By Paul Gessell
Expect to hear lots about the late Mexican artist Frida Kahlo in coming months. Kahlo will be starring in two blockbuster exhibitions coming to Canada this year. This is, indeed, a rarity.
And to help get me (and you) in the mood for this unprecedented year of Kahlomania, I recently visited a Kahlo exhibition in the Yucatan city of Merida. More on that later. First some background.
Kahlo’s paintings are constantly in demand around the world. Some of those paintings, such as the iconic Las Dos Fridas, rarely, if ever, travel outside Mexico. So, getting loans of just a few Kahlos is considered a major coup. Yet, Canada will be getting more than a dozen of her masterworks to savour. Check ads in local media in the coming months for transportation-hotel-museum travel packages from Ottawa to see the exhibitions.
First up will be The Surrealist Adventures of Women Artists in Mexico and the United States, an exhibition running from June 7 to Sept. 3 at the Musée national des beaux-arts du Québec in Quebec City. The exhibition covers the period 1930 to 1970. Kahlo will, of course, get top billing.
Then comes Frida & Diego: Passion, Politics and Painting, an exhibition at the Art Gallery of Ontario in Toronto from Oct. 20 to Jan. 20. Most of the 75 artworks in that exhibition come from the Musee Dolores Olmedo in Mexico City.
The fabulously wealthy and devastatingly beautiful Olmedo was Diego Rivera’s greatest patron and, some say, his secret lover, which did not endear her to Kahlo, Rivera’s on-again-off-again wife. Nevertheless, the late Olmedo ended up with the largest collection of Kahlo’s paintings on earth. I have visited the Olmedo museum several times. It is a place that is the closest to heaven Kahlo fans can ever get.
The Merida exhibition, simply called Frida Kahlo, is being held right in the centre of the city – the zocalo – in a building called Centro Cultural de Merida Olimpo. It is a small show touring around Mexico, courtesy of the state government of Tlaxacala. The state’s art museum in the city of Tlaxacala has several of Kahlo’s minor works, including very early drawings and paintings that can only hint at the superb, mainly self-portraits, to come.

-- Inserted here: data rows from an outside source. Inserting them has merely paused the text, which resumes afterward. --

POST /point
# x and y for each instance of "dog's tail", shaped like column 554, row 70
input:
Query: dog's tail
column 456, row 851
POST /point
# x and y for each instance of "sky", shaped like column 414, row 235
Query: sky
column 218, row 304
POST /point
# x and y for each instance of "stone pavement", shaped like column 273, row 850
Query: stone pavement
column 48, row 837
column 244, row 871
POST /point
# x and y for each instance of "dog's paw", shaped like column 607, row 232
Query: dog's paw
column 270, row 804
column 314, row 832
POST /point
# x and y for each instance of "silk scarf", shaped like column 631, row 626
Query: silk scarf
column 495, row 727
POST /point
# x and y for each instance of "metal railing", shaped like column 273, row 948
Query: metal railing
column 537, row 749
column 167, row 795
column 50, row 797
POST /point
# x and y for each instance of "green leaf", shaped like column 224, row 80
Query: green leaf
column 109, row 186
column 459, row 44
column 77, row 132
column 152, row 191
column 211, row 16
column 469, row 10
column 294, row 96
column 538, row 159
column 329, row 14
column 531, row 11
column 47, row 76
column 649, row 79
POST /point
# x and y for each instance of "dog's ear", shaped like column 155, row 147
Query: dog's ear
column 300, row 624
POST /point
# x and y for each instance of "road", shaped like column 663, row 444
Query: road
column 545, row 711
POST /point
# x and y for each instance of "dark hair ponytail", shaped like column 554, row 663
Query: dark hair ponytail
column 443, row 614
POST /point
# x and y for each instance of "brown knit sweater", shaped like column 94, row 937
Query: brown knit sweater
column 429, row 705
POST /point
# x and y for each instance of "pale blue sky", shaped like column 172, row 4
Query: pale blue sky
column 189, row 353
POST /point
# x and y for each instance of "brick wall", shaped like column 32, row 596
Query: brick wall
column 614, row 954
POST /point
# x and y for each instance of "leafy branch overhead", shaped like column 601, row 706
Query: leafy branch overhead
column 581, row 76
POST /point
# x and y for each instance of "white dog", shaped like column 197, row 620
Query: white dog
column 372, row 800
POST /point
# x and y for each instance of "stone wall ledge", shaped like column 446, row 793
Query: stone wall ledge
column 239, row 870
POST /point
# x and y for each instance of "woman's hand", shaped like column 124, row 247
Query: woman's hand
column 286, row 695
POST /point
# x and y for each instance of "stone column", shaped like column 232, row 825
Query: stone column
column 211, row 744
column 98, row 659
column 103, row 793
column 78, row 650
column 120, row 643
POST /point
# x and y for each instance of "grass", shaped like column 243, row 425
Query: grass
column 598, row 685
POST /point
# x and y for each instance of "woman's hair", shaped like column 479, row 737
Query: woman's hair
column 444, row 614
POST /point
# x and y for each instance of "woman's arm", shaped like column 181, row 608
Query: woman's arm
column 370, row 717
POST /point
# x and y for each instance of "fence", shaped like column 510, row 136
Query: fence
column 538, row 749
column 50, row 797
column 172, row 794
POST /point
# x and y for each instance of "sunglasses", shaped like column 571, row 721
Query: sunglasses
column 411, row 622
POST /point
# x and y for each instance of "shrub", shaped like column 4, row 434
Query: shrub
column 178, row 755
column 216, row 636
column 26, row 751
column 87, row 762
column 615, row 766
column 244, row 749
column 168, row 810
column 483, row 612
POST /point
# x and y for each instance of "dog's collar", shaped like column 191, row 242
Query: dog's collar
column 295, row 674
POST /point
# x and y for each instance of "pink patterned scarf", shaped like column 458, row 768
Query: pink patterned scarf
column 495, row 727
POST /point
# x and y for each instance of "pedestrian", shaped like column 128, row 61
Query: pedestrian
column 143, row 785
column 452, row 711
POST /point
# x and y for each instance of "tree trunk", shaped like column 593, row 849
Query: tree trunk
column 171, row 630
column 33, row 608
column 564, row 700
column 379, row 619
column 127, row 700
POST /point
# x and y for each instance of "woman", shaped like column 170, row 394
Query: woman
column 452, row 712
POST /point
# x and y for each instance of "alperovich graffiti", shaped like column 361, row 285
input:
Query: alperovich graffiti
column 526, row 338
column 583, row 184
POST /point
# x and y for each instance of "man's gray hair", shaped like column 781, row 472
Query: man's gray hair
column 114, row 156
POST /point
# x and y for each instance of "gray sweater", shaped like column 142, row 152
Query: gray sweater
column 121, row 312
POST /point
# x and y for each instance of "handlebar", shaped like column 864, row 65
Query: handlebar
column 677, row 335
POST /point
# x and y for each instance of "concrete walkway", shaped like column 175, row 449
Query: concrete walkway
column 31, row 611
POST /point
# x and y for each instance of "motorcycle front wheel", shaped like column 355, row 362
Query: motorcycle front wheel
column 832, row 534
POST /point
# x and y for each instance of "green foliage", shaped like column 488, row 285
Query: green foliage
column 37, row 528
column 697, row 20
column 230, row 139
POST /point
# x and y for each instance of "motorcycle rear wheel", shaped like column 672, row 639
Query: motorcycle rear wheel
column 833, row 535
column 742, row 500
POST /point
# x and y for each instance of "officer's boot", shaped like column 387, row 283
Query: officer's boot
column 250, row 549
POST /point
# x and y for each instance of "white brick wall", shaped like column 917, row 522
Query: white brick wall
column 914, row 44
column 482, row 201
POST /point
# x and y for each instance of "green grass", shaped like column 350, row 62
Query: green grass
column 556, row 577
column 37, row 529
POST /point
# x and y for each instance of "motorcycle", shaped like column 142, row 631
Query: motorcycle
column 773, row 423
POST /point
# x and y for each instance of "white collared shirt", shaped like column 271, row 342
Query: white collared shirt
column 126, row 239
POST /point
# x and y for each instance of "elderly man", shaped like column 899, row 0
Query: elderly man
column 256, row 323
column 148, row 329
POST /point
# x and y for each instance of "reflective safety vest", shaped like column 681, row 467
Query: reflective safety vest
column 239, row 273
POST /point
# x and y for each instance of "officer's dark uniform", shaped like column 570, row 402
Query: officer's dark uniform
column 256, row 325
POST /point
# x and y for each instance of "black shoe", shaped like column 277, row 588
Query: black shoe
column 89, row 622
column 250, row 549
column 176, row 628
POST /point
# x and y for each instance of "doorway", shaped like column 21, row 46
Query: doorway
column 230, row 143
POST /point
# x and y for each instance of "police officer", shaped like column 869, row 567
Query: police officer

The best of the paintings in Merida from Tlaxcala is called Pancho Villa y La Adelita from 1927. The Spanish word “Adelita” is usually employed to describe a woman of courage, or even a fierce woman soldier. Kahlo, naturally, gives herself that role in the painting.
The Kahlo drawings and paintings are vastly overshadowed in the exhibition by giant blow-ups of the artist’s many self-portraits. There is also a wall filled with photographs of the Casa Azul, the home in Mexico City where Kahlo was born and died.
Merida is a city very close to some seaside communities, especially Progreso, popular with Canadian snowbirds spending the winter in beach condos. The Centre Cultural Olimpo must have been trying to get those snowbirds in a Kahlo mood before they fly home to see the blockbusters in Quebec City and Toronto. The Kahlo show is in Merida from Jan. 30 to April 1.